Needless to say, I intuitively feel like I understand Harry so much, and that is why I am deeply unsatisfied with the epilogue. It creates this stage where life just falls together for Harry Potter, seemingly right after the war ends. We know from Rowling’s time line that he begins Auror training in the fall of 1998 instead of going back to finish his schooling; but to me, that seems so wrong and sad. How common is it for a 15-year-old to stick with or actually enjoy the career they think they will have? He was that young when he decided he wanted to be an Auror, and his reasoning was simply because he was inspired by Mad-Eye. I thought perhaps there might have been some element of following in his parents’ footsteps, but upon doing some further research, his parents were not in fact Aurors (they were only members of The Order). This single reason for joining seems to be lacking in depth.
After The Deathly Hallows – after having physically died and having tortured, injured, and potentially killed people in an all-out battle – one would think that would be a very real taste of the negative aspects of committing your life to fighting dark wizards. I am not inclined to believe that Harry truly enjoyed any of that. And while it is canon that he seemed to enjoy using the Cruciatus Curse on Bellatrix, I wonder how much of that enjoyment was from feeling as though he was stopping a dark wizard, or from sheer, rage-fueled revenge. After the war, when the person upon whom he wanted revenge was dead, was there truly any anger or enjoyment left in facing dark wizards?

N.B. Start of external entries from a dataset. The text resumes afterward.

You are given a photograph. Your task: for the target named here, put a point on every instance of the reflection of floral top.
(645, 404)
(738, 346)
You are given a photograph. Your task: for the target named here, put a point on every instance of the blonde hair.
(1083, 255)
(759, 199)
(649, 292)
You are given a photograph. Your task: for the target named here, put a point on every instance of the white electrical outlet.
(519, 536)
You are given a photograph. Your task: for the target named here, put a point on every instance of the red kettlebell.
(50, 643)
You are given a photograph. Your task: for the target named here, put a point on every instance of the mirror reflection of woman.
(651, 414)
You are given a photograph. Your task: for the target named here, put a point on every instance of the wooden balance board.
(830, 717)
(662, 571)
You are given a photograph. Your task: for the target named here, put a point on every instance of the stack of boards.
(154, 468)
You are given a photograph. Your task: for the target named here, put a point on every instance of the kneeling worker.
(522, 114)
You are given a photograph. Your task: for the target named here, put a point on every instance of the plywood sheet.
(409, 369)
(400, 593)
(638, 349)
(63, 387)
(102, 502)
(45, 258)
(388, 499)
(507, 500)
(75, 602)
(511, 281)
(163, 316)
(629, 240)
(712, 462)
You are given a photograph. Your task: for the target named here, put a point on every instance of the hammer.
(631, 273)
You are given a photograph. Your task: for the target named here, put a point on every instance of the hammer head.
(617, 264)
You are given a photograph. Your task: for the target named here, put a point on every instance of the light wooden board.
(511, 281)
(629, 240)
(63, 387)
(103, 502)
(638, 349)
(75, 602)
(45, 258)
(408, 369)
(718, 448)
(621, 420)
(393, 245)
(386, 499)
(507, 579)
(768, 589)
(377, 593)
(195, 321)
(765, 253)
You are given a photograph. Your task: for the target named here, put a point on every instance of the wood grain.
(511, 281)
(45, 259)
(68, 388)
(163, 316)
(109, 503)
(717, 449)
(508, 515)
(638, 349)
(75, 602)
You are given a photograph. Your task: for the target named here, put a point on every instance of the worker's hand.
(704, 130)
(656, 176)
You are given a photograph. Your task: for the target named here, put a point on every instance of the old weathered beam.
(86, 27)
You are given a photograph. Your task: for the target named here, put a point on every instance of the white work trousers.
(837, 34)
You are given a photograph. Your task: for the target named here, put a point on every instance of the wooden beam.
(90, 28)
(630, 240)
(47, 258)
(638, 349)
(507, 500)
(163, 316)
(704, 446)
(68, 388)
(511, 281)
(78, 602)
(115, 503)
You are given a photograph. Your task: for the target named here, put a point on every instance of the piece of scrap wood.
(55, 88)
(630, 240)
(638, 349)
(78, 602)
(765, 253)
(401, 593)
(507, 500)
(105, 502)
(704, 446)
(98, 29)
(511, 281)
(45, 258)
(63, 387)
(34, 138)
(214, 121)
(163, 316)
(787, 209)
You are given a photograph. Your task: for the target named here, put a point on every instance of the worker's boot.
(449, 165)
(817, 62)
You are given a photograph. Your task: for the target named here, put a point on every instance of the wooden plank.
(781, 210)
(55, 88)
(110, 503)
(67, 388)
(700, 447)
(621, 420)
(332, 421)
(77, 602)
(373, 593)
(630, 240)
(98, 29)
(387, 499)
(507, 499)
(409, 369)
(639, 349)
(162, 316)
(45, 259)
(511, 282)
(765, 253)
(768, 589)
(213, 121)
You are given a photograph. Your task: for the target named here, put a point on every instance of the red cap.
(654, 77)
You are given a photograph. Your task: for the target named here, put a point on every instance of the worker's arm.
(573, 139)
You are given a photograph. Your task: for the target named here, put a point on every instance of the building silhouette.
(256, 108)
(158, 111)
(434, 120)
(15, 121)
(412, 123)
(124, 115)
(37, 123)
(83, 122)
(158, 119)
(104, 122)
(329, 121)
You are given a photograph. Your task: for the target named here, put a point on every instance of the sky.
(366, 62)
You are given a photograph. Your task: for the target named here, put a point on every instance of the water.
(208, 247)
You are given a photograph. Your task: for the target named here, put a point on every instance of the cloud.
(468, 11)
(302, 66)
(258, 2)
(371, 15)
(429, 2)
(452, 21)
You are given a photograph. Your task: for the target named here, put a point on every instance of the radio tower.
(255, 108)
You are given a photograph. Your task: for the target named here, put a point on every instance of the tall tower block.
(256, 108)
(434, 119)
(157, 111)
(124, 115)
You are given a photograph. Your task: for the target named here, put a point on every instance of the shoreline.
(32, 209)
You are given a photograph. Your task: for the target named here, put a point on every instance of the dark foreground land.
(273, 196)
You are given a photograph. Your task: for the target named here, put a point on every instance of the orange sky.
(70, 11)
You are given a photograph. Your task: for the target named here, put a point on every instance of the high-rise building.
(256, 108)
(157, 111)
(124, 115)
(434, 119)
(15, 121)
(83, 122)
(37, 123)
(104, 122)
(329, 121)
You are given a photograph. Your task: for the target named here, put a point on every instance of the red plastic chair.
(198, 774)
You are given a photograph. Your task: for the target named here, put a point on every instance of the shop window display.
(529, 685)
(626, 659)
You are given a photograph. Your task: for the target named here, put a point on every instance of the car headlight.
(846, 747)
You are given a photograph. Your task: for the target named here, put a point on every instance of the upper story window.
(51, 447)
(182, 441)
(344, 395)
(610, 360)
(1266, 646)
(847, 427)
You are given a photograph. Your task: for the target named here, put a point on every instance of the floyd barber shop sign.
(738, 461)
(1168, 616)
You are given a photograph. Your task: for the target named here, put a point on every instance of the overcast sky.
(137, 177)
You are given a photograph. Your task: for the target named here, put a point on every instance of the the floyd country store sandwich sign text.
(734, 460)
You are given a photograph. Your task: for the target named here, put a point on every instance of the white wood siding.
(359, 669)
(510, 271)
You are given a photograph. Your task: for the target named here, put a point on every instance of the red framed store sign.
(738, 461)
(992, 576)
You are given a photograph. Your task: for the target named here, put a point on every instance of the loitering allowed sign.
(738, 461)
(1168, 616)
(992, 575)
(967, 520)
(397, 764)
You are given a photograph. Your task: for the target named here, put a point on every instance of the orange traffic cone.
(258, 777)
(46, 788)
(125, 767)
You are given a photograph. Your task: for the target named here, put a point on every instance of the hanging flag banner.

To me, based on my intuitive connection with Harry, I truly believe that after the war, Harry would have been left feeling tired and empty. The entity that had defined his life from infancy was dead. And if the existence of Voldemort was more or less how he’d been forced to define himself for so long, when he is gone, what would Harry be left with in terms of identity? I’d wager that he would see it as nothing. He would try desperately to find a new meaning and purpose to his life.
It is because of that drive to find meaning to his life that I could at least see him trying out the Auror career. Maybe he would have stayed for a year or two and then decided that it is terrible – too much paperwork, too much violence, too much of things he just doesn’t enjoy. After all, he’s done his time of fighting bad guys. It’s time to leave that to other witches and wizards.
No, I picture his life taking a much different route than the one J.K. Rowling laid out for him. I picture one where he gets to help people, one where he doesn’t simply follow a path he arbitrarily chose for himself as a teenager, one where he gets to truly heal and come to terms with his past.
And maybe, having kids and settling down with Ginny would be one way to do that (although, those who know me know that I really don’t like the pairing. But I am willing to make a concession here). I could truly see him as a great father—one who is so invested in his children’s growth and development and cares about who they are as individuals. I could see him being the type of father who never raises his voice, who attends all of his children’s sporting matches, and who sends care packages at least once a month. I could see fatherhood suiting Harry just fine. But I don’t like the idea of him just settling down with a person who, much like the dream of becoming an Auror, was decided at a young age. An age that was fraught with so much difficulty and so little time for self-reflection. But who knows, Ginny is a strong character, and maybe after some self-reflection and growth on her part as well, they could truly be good for each other.
While this essay was originally just supposed to be a lighthearted birthday well-wishing to our boy Harry Potter, it certainly took a different path. But it is still relevant. I, like many others, am almost always thinking about the Harry Potter universe in some way, shape, or form. And as I grow older, I am able to appreciate just how much Harry Potter has been with me through my passage into adolescence and adulthood, and just how relevant he will always be to my life.